# Middlewood Way (Cheshire) now partly closed



## AWG (21 May 2009)

Have been down there today, May 21st and they have started work on the section from Poynton Coppice to Middlewood Station. Speaking to the Warden at Bollington he says they are Contractors doing it (not volunteers), and they will have to complete it ASAP as local horse riding businesses will be severely affected by it. Some new type surface being put down that has to set. We pushed back on at bridge 17 (Prince Road) today but doubt if we'd be able to do this again now. Will keep you posted.


----------



## AWG (3 Jun 2009)

Bit of a no win situation round Middlewood Way at present. Went on today from Poynton Coppice heading towards Macclesfield. Came off onto Canal Towpath (left turn just before you go over the Silk Road bridge). Canal Towpath shut indefinitely in Macclesfield just past the boatyard as you approach Byrons Lane area.

Work progressing on the Way between Poynton Coppice and Middlewood Station, but nothing being done today (Wednesday). Looks as though they have skimmed off the old surface and maybe put something down that needs to set.

Update again soon.


----------



## AWG (23 Jun 2009)

Cheshire East Council absolutely hopeless, nothing being done, users either ignoring the closure notices or having their day on this popular route ruined. Wardens feel let down. One told us he glanced over a bridge on a Sunday and saw about 40 people using the closed track. He said he had no inclination to try and stop them.


View: http://www.youtube.com/watch?v=L6_mOwqG8vk


----------



## fossyant (23 Jun 2009)

Not good.......................


----------



## AWG (16 Jul 2009)

Middlewood Way, Cheshire due to re-open Saturday July 18.
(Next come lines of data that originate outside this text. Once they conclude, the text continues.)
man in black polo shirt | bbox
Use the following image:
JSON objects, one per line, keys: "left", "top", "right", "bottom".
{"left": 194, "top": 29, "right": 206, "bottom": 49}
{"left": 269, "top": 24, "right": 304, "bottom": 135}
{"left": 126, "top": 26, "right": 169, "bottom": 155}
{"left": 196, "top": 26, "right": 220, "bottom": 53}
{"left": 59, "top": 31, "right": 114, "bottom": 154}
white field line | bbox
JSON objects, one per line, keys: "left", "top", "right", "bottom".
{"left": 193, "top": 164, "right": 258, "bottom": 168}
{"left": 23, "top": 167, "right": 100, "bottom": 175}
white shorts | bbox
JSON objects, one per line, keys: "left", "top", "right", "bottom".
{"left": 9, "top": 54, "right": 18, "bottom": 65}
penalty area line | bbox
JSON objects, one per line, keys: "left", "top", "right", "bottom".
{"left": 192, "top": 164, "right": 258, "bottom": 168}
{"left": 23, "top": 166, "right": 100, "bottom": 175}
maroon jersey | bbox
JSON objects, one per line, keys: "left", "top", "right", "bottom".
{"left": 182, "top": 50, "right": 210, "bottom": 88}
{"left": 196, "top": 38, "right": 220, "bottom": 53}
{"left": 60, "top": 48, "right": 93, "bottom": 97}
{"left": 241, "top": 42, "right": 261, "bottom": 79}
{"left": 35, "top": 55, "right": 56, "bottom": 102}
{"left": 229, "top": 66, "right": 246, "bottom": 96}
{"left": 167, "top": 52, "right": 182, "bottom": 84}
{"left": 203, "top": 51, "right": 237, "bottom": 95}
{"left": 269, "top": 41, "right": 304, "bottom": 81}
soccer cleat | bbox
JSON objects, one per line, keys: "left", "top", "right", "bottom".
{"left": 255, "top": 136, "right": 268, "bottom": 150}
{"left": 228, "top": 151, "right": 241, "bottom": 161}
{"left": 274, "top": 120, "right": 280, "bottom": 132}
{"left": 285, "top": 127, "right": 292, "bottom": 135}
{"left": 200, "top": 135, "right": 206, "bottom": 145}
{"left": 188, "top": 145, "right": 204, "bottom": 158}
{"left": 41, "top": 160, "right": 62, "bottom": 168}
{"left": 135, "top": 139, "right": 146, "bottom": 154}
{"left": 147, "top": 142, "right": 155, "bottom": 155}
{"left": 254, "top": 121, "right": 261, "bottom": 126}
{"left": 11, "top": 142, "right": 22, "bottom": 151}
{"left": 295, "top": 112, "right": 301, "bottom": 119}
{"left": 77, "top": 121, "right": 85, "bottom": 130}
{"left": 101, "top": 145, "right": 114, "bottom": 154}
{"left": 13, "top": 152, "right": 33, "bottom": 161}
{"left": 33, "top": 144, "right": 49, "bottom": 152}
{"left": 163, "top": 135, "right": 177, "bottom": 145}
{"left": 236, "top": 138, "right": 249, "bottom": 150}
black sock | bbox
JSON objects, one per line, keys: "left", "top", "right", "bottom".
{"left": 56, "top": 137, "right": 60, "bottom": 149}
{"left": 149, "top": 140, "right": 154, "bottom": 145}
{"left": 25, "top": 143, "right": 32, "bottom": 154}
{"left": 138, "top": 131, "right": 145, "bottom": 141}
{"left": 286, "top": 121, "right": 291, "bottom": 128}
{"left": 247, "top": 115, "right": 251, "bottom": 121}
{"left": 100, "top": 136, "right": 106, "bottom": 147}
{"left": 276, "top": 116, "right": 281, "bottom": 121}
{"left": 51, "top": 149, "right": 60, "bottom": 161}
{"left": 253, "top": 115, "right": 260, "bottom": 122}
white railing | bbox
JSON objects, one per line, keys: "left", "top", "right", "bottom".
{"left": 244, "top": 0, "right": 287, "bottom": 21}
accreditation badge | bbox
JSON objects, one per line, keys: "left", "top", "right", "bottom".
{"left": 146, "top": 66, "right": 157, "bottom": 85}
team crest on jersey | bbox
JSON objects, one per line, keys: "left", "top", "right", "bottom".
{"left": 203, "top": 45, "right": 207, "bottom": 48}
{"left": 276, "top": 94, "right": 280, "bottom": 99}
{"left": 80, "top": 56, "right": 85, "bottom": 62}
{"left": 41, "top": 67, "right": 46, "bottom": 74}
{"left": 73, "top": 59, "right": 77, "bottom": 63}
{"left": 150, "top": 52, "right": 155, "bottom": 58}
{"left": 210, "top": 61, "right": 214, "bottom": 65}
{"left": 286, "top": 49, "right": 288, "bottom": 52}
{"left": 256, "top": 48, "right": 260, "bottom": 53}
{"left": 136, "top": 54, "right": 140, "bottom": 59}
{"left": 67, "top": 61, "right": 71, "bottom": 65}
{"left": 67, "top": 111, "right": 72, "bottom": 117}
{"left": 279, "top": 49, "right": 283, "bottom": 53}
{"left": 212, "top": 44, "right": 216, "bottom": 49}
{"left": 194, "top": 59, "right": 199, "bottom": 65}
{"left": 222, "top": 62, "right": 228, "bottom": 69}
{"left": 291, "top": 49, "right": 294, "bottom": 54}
So the section has been shut for part of May, all June and part of July for basically a week's work. Claimed to now be a 'special' long lasting surface between Poynton Coppice and Middlewood Station. The contractors did the Wirral Way. So let's see what the local horse and rider community make of this surface and how long it will last.

Middlewood Way - 10 miles from Macclesfield to Marple. Very pleasant ride with panoramic views in places over the Cheshire Plains; also passes over Bollington Viaduct. The part from Tescos at Macclesfield to Bollington is not all that thrilling actually as you can hear the traffic on the Silk Road. But once over the Silk Road flyover bridge then it improves a lot. Parking at Bollington, Poynton Coppice, Rose Hill Station, Marple.

Also runs alongside the canal with everything from single track towpath dirt track to wide surfaced area around Higher Poynton. Easy cycle ride leaving the Way at Poynton Coppice (heading towards Pott Shrigley) and going up into Lyme Park through the West Lodge Gate.

Advise either hybrid or MTBs.

Regards.


----------



## fossyant (16 Jul 2009)

Oh good.....

That area was where our club (many moons) used to get to Lyme Park..... we were (no joke) in the granny rings on the flat, the grey mud was 4" deep - the bikes and drive chains didn't appreciate it.......


----------



## yashicamat (17 Jul 2009)

I am fortunate enough to have the Middlewood Way less than 5 minutes from my doorstep. Excellent way to link in the Poynton end of the Macclesfield area to a ride. Plus, you've got the Vale Inn only a minute off it in Bollington, excellent beer there (and a micro brewery too now).


----------



## Felix99 (25 Jul 2009)

Hi is the MW open again?


----------



## alecstilleyedye (25 Jul 2009)

yes it is 

the signs saying that it's closed are still up though


----------